C’est ainsi que le présent atelier couronne les énormes efforts déployés par l’ensemble des parties prenantes pour élaborer un document de référence dans l’atteinte des objectifs de bonnes pratiques que sont l’amélioration de la transparence, la cohérence, la comparabilité, l’exhaustivité et l’exactitude des informations collectées et traitées ainsi que celles qui le seront dans les futurs inventaires.
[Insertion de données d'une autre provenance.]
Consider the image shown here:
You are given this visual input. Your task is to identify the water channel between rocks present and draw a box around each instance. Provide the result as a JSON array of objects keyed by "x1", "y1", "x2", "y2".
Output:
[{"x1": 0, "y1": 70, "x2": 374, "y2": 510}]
Il sied de remarquer que l’élaboration de l’inventaire des GES demeure un exercice hautement technique. Mais, sa réussite a été le fruit d’une large participation de toutes les parties prenantes.
Aussi, pour tirer des bénéfices optimaux du projet, devons-nous continuer de miser sur la coordination et la synergie des actions. La contribution de tous les secteurs dans la mise en œuvre des activités a été essentielle.
La représentation des acteurs ici présents est, pour nous, un signe fort garant du partenariat pour atteindre les objectifs fixés à l’horizon 2030. Nous nous réjouissons de votre présence et nous comptons sur vos contributions respectives pour la bonne marche de cet atelier afin d’atteindre les meilleurs niveaux d’amélioration.
Sur ce, je souhaite pleins succès aux travaux de l’atelier et réitère, encore une fois, la disponibilité du PNUD à appuyer les efforts du Gouvernement dans sa lutte contre les impacts négatifs des changements climatiques.